Welcome to mars
Boys got to jupiter…
…to get more stupider. Girls go to Mars…. To learn about how to live their best life as an unexpecting mother! That’s how it goes, right? No? Well, anyway, welcome to Mars, ladies! I am your guide, Martha, but you can call me Mars. You have landed here after floating in the abyss of pregnancy just to learn that you aren’t alone. You aren’t the only one experiencing the trauma of post pumping thimble nipples, weird marks all over your body, postpartum depression and/or anxiety, and the plethora of other things that come along with the miracle of life.
As a girl who got very surprised by the arrival of her baby, I have had to learn a few things on my own. Through the maze of Google, figuring out pregnancy before telling anyone (even my doctor), and then the tsunami of unsolicited advice from every corner, I have come to learn a few things about being a first-time momma.

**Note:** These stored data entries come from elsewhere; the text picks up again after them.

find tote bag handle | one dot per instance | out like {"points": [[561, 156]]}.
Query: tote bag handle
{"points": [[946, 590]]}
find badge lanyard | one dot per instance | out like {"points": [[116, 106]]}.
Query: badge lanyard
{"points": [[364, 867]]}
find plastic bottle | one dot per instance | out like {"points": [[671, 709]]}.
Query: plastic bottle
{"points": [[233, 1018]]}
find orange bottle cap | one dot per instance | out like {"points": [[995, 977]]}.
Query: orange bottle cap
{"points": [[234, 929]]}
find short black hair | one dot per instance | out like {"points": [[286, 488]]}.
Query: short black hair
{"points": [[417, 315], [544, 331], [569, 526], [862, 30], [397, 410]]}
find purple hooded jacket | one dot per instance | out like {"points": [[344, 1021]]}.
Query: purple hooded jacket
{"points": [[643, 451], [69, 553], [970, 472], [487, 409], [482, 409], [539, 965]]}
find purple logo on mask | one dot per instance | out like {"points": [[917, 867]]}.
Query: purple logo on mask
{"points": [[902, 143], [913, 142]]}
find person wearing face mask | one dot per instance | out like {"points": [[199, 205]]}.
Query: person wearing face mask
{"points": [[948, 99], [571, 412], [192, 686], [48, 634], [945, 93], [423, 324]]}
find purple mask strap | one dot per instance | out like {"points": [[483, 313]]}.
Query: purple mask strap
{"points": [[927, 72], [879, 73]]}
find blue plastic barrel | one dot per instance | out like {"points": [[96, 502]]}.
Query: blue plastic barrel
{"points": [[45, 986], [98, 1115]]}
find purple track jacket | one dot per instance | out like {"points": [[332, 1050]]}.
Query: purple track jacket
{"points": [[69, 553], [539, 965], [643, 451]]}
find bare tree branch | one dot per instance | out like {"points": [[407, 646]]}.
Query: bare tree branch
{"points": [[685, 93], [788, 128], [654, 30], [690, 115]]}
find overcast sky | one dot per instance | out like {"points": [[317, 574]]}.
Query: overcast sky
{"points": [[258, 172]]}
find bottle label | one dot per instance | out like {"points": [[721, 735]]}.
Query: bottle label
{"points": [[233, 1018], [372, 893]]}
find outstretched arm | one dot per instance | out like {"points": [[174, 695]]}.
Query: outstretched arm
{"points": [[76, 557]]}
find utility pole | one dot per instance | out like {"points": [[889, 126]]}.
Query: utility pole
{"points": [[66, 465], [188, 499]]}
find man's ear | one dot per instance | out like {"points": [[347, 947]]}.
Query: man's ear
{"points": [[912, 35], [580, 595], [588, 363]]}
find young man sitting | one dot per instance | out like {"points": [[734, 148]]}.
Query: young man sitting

I am very blessed. I got an incredible and supportive husband out of it, a baffling amount of love and help from both our families, and friends who now love her more than they love us. I realize this isn’t the reality for a lot of women. For some, it is much harder. My life is not what I planned, but it is everything I never knew I wanted, but now can’t live without. I know I got the better of deals out of this. I have not started this blog to express anything less than that. However, I do have something to say about being 22, unemployed, unmarried, and expecting a child. Maybe you can learn a little from this. Most of all, I just want to share it with myself. I want to be able to look at what I’ve done and how proud I am of myself for the mother I have become.
I hope you come here with the same mind as men and women discovering Mars; completely unaware, but utterly inquisitive. I’m not just sharing motherhood with you, I am sharing women hood. I want to be completely open about the good, the bad, the ugly, and the most precious moments of being a woman.
Thanks for visiting! I hope you can stay.